Was lief beim Spaceshuttle schief?

Trotzdem erreichte das Spaceshuttle die Einsparungen nicht einmal im Ansatz. Aber ein gescheiterter Versuch ist noch kein Beweis, dass die gesamte Idee falsch ist. Viel interessanter ist die Frage, was beim Spaceshuttle schiefgelaufen sein muss, warum also die Kosten trotz Wiederverwendung so hoch ausfielen. Die Antwort: Verantwortlich waren letztlich politische Entscheidungen, die zu einer unsinnigen Konstruktion geführt haben.

Aus physikalischer Sicht war das Spaceshuttle eine klassische zweistufige Rakete. Zwei knapp 600 Tonnen schwere Feststoffraketen bildeten die erste Stufe. Das Shuttle mit dem großen Treibstofftank war die zweite Stufe - auch wenn die zweite Stufe zur Sicherheit zusammen mit der ersten am Boden gezündet wurde. Der Tank wog 26,5 Tonnen und fasste etwa 735 Tonnen Treibstoff. Dazu kam noch das 80 Tonnen schwere Shuttle selbst, mit jeweils etwa 20 Tonnen Treibstoff und 20 Tonnen Nutzlast - je nach Orbit.

Das Spaceshuttle kam nicht in den geostationären Orbit

Das Shuttle brauchte so viel eigenen Treibstoff, weil es nicht ganz in eine Umlaufbahn gebracht wurde. Nur so konnte der große Treibstofftank noch kontrolliert über dem Meer abstürzen. Das letzte Stück in den niedrigen Orbit musste das Shuttle selbst zurücklegen. Hohe Orbits wie die Übergangsbahn zum geostationären Orbit (GSO) konnte es gar nicht erreichen. Dazu musste es noch eine Raketenstufe als Nutzlast mitnehmen.

Für einen Satelliten wären dann höchstens noch 3,8 Tonnen übriggeblieben. Aber die dafür nötige Centaur-Stufe wurde nie eingesetzt. Mit der tatsächlich benutzten Oberstufe Inertial Upper Stage (IUS) blieben aber nur 2,3 Tonnen - weniger als die Nutzlast einer Sojus-2-Rakete.

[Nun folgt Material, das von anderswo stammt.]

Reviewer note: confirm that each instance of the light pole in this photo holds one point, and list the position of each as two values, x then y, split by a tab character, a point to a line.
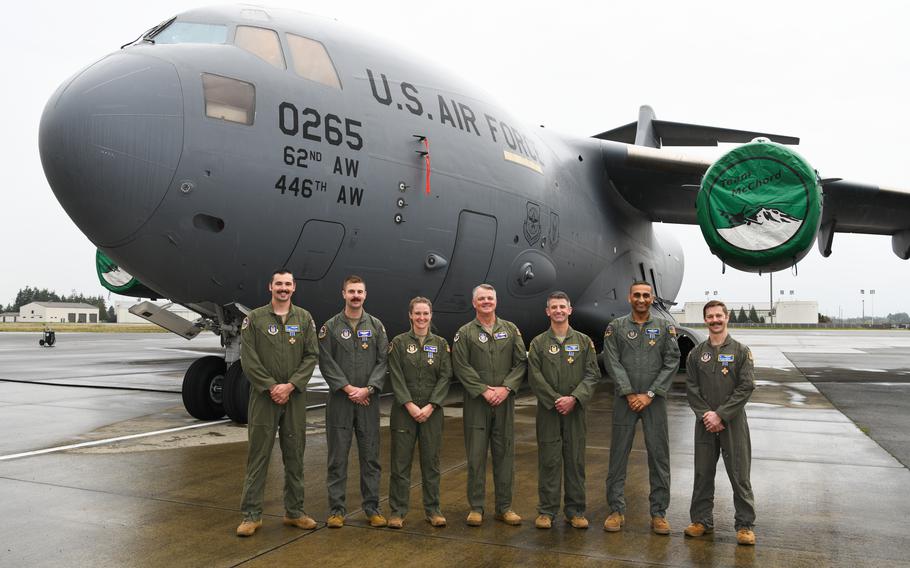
872	299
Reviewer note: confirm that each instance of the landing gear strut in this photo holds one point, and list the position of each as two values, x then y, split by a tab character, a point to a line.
236	393
202	388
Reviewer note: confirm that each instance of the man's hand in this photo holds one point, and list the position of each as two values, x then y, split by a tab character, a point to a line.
358	395
712	422
638	402
495	395
565	404
281	393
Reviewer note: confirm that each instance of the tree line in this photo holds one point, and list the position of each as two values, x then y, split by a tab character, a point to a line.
28	295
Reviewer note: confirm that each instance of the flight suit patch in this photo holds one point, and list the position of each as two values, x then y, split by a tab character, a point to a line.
725	360
430	350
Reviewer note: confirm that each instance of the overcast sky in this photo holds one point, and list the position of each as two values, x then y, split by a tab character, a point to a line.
834	74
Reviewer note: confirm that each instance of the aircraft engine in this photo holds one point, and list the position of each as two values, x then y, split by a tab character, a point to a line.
759	207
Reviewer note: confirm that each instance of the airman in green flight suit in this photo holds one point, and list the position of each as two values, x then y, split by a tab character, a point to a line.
278	354
420	369
489	358
563	373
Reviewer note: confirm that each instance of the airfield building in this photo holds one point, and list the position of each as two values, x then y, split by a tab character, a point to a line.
58	312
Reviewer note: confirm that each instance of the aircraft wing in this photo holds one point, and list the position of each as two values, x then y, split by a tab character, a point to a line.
663	185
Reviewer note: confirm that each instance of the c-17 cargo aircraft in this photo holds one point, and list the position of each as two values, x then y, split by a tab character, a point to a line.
228	141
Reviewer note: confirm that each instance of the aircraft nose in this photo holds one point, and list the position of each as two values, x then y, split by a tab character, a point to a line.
110	142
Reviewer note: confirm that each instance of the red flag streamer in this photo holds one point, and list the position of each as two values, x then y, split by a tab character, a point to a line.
426	144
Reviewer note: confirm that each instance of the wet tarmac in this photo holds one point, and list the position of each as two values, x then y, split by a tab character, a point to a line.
827	494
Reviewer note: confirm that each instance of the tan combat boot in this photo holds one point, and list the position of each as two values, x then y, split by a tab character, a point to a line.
248	527
745	536
659	525
614	522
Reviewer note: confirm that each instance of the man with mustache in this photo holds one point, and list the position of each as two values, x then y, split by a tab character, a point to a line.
353	348
719	383
278	353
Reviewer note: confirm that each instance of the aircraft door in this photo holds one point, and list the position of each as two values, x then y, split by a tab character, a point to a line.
474	243
316	249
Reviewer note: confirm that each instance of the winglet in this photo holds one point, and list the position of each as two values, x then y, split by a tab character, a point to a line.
653	133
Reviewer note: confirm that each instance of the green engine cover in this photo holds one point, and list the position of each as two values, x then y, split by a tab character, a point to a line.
118	280
759	207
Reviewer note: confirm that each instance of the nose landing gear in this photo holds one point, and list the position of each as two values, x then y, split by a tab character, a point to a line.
203	386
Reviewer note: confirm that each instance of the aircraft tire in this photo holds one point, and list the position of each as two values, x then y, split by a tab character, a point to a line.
236	393
203	388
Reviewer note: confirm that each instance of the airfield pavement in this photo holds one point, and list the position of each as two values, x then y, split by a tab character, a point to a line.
101	466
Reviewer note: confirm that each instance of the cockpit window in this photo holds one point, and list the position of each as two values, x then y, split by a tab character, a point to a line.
312	61
190	32
229	99
262	43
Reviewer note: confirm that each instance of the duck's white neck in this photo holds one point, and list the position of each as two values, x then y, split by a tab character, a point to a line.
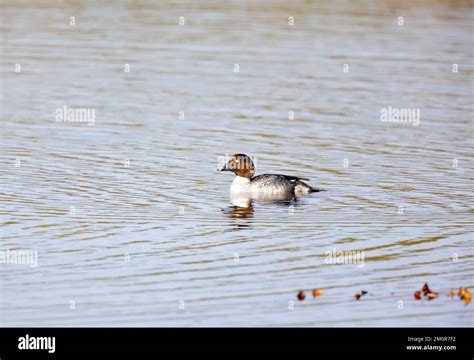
240	184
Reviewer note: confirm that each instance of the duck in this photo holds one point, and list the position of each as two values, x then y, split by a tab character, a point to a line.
262	185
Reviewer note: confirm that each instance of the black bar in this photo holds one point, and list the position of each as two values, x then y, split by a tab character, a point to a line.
83	341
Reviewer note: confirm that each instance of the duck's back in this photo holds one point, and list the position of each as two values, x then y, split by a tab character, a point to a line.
273	183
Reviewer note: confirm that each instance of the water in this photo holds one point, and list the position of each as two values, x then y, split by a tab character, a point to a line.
133	225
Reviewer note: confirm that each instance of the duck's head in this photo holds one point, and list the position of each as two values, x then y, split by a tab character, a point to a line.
240	164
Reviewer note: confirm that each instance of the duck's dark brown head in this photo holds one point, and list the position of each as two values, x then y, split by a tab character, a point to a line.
240	164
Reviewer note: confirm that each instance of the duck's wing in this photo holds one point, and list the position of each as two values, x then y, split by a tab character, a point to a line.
292	178
276	177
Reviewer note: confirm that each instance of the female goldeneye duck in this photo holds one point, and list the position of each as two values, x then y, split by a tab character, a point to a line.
245	181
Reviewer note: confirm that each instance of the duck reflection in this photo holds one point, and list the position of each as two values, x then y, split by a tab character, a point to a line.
241	212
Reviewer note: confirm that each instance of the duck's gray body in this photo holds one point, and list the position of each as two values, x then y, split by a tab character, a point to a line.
271	184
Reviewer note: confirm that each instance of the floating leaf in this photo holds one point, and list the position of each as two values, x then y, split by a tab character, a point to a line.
467	297
317	292
426	289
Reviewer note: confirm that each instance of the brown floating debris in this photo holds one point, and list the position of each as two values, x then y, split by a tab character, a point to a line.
317	292
426	289
467	297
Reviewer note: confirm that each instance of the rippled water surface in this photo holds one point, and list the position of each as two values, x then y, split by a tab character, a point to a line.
134	226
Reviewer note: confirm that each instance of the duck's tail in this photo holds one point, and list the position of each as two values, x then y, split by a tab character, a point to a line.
303	188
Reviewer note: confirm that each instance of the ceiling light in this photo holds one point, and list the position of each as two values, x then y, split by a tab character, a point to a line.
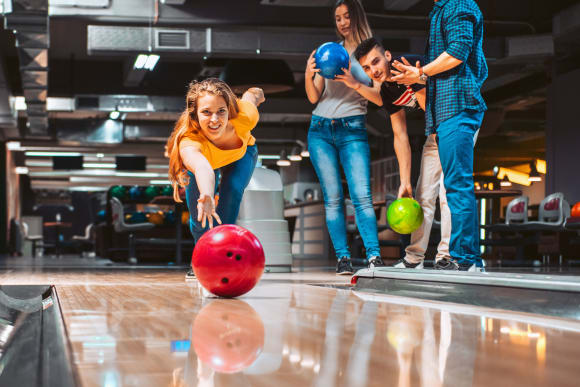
151	62
295	155
140	61
534	174
505	182
99	165
50	154
269	157
13	145
159	182
283	162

Auf die letzte Stufe kommt es an

Der wichtigste Teil einer Rakete ist immer die letzte Stufe. Denn sie muss dorthin kommen, wo die Nutzlast ausgesetzt wird. Jede Tonne zusätzliches Gewicht in der zweiten Stufe ist eine Tonne weniger mögliche Nutzlast, sie sollte also kein überflüssiges Gewicht haben. Zusätzliches Gewicht in der ersten Stufe wird dagegen nicht in den Orbit mitgenommen und hat deswegen viel weniger Auswirkungen auf die Nutzlast. Genau deswegen gibt es die erste Stufe und das Konzept der mehrstufigen Rakete. Experimente, die zusätzliches Gewicht erfordern, kosten in der ersten Stufe also weniger Leistung als in der zweiten.

Beim Spaceshuttle war es das genaue Gegenteil: Vom Leergewicht der zweiten Stufe entfielen nur etwa 20 Tonnen auf die Nutzlast und über 100 Tonnen auf den Orbiter und den Treibstofftank. Diese 100 Tonnen mussten zusätzlich in den Orbit gebracht werden, weshalb das ganze System beim Start etwa fünfmal so viel wog wie Raketen mit vergleichbarer Nutzlast. Die dafür nötige Antriebstechnik musste den fünffachen Schub liefern und wurde entsprechend teurer.

Die Spaceshuttle-Triebwerke waren empfindlich

Noch dazu waren die Triebwerke des Spaceshuttles technologisch eine Neuentwicklung. Sie liefen im etwas effizienteren Hauptstromverfahren, mit viel höherem Brennkammerdruck und höherer Leistung der Turbopumpen. Sie waren einerseits eine technologische Spitzenleistung. Diese neue Technik sollte aber gleich in den dauerhaften Einsatz gehen und erwies sich als anfälliger als gedacht. Kein Triebwerk erreichte jemals die geplante Lebensdauer von 55 Flügen. Sie mussten zur Wartung regelmäßig ausgebaut und zerlegt werden. Ein einziges der drei Haupttriebwerke eines Spaceshuttle kostete 2006 mit 50 Millionen US-Dollar fast so viel wie eine ganze Mission mit einer Falcon-9-Rakete.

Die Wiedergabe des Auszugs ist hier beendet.